I had a chat with Joost (programmer of PTGui) about this earlier in the year, as I couldn't for the life of me understand how the software can work out the focal length. Basically, it's calculated from the way the images have to be warped in order to stitch. You only need two overlapping images for the software to determine the precise focal length.

Kind regards,

Gerald.
 

Pemihan

Well-known member
In my Leaf Aptus I can enter the focal length used and it will then be present i the Exif data.

Peter
 

gerald.d

Well-known member
Just done another to make absolutely sure. This time 44 shots from a 32HR (these are all full 360x180 spheres I'm doing).

Computed focal length of 20.7mm.

Autopano Giga works just fine without any EXIF.
 

miska

Member
Just done another to make absolutely sure. This time 44 shots from a 32HR (these are all full 360x180 spheres I'm doing).

Computed focal length of 20.7mm.

Autopano Giga works just fine without any EXIF.
Excellent ! Thanks a lot for this info !
 

Pemihan

Well-known member
You enter it once and then the back writes it to every file until you change or delete the input.
(I often forget all about it so all my files says it's with for instance 35mm even though it is with 120mm :)

Peter

Hi Peter
Can you enter it in batch form - Or you have to do each file individually?
Thanks
 

miska

Member
Another idea to keep track of what lens you are using (in case you need to do that): use a CF card per lens.
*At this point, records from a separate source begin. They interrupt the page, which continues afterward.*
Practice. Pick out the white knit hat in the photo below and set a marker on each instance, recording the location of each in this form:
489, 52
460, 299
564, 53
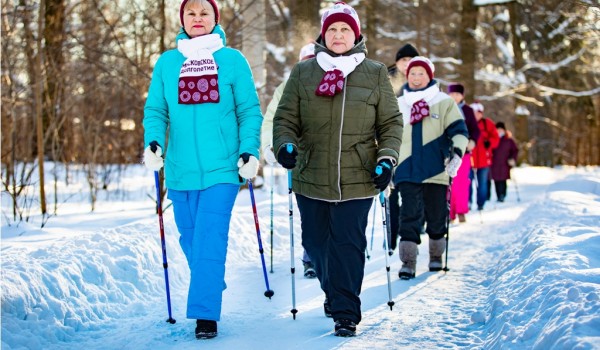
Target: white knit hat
307, 51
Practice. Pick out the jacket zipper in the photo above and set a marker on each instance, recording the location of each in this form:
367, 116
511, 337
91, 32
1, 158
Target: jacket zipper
340, 142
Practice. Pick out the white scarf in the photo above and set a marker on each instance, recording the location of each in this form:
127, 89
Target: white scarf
408, 99
336, 70
198, 78
346, 64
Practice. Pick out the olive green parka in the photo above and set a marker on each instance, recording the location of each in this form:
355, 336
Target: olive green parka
340, 139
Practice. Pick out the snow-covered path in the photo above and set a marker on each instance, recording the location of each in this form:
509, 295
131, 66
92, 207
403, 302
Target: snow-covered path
104, 289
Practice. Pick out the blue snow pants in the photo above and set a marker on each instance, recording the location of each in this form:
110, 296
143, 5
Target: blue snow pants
202, 218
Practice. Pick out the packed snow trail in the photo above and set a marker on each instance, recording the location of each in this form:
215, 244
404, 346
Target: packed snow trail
105, 289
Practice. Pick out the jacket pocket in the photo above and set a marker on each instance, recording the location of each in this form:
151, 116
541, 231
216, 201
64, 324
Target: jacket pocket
304, 159
181, 209
367, 161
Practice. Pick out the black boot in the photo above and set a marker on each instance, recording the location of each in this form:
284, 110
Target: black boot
206, 329
345, 328
309, 270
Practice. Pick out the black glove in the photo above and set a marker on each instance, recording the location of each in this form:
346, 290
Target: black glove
153, 146
458, 152
287, 156
382, 174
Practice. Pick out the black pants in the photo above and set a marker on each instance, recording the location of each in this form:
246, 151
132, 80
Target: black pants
500, 189
423, 201
333, 234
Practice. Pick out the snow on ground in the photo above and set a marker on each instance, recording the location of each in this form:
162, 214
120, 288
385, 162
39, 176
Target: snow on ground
524, 274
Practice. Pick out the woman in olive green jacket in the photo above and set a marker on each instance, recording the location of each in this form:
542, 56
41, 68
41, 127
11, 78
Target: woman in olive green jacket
337, 120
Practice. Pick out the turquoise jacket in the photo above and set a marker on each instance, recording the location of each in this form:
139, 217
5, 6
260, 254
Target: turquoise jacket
205, 140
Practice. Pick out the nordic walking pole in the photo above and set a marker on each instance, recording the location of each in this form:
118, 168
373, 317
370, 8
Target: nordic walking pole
268, 293
477, 191
448, 203
272, 185
384, 216
171, 320
448, 199
294, 311
385, 242
516, 188
372, 229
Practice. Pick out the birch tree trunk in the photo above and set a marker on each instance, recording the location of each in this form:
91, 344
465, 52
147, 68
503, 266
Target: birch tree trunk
253, 42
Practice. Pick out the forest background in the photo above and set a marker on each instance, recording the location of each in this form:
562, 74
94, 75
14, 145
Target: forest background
75, 73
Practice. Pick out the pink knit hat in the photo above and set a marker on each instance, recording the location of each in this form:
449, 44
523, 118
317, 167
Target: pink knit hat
212, 3
340, 12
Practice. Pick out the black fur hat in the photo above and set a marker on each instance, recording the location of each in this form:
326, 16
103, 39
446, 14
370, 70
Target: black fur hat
407, 51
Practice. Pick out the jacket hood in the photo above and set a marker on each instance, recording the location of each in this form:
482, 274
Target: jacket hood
359, 47
216, 30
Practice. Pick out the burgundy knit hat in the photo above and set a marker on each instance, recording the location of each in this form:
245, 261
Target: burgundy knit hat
421, 62
341, 12
456, 87
212, 3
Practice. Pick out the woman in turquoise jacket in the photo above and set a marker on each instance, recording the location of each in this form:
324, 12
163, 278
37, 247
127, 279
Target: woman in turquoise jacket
203, 95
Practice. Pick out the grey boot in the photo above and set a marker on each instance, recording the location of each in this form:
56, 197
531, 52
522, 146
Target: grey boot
436, 250
408, 255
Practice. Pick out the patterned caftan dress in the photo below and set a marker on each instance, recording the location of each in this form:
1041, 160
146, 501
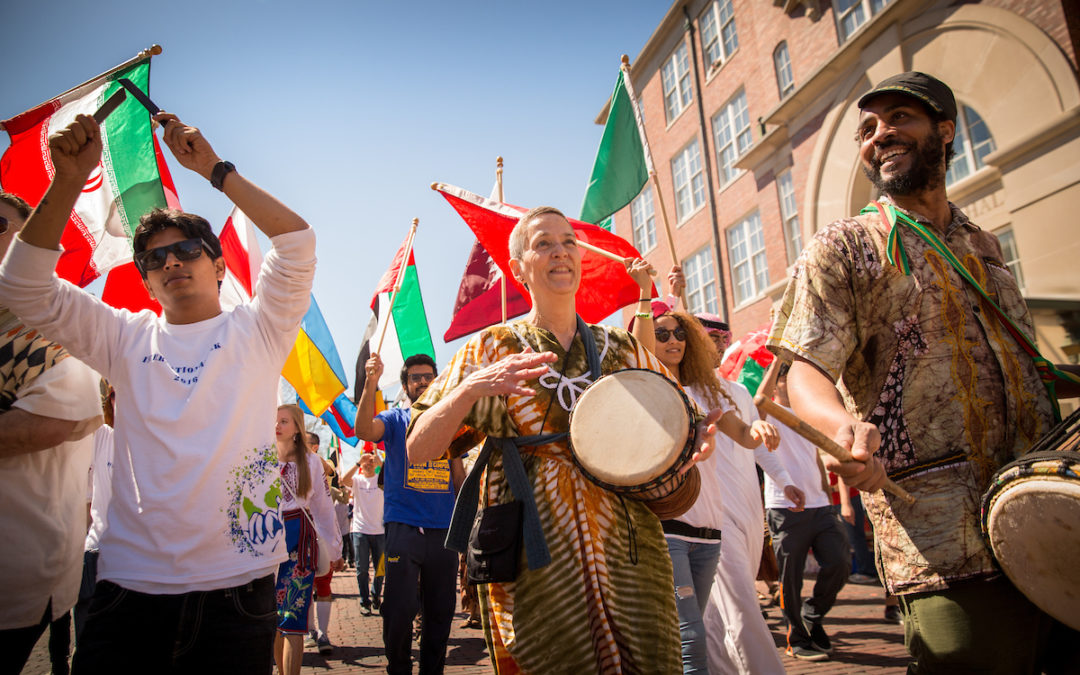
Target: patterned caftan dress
605, 604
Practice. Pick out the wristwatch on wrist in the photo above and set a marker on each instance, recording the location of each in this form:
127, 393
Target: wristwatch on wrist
220, 171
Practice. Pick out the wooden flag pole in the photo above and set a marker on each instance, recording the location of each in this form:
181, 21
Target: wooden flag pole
502, 278
652, 171
607, 254
397, 283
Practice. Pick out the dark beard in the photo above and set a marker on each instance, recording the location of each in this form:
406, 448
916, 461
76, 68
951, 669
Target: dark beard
928, 171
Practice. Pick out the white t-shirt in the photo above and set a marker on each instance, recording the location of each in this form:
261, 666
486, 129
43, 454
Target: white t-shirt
42, 499
318, 501
707, 510
742, 494
194, 481
100, 476
800, 458
366, 504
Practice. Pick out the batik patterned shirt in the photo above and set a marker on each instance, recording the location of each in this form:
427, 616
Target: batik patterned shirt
923, 358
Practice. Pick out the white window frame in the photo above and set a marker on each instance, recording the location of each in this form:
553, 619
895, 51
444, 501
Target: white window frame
676, 83
746, 258
862, 11
790, 215
643, 220
688, 180
700, 277
785, 78
719, 39
740, 138
969, 157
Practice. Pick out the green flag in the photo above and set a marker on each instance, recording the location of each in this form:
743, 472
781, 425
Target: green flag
622, 163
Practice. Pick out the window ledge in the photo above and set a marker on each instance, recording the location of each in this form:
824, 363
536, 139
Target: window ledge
971, 184
677, 117
717, 66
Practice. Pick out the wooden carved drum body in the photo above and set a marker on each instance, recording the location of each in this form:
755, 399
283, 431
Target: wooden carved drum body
630, 433
1031, 521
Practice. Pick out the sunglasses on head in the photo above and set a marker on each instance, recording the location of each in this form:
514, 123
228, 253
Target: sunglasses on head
663, 334
154, 258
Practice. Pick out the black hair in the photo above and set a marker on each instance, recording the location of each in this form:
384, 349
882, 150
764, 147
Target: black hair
190, 225
417, 360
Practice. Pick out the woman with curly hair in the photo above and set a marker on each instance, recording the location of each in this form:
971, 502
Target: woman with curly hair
693, 539
302, 489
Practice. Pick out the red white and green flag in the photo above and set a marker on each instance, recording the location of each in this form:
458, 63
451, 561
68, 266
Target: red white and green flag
131, 179
747, 359
405, 331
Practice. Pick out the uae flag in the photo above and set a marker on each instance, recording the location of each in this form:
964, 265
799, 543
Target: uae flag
747, 359
404, 326
131, 179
So when you change lens, you also change CF card. One card per lens. Quite simple.
It can be useful for example for newbies to remember what lens was used for what shot, to understand the results you are getting.
 

torger

Active member
I try to remember :) most often I do remember (thanks to low shooting volumes), sometimes I do not. I don't stitch though so it's less of a problem (no disaster if I have forgot the settings), but I do shoot LCCs, but those I can assign based on time stamp.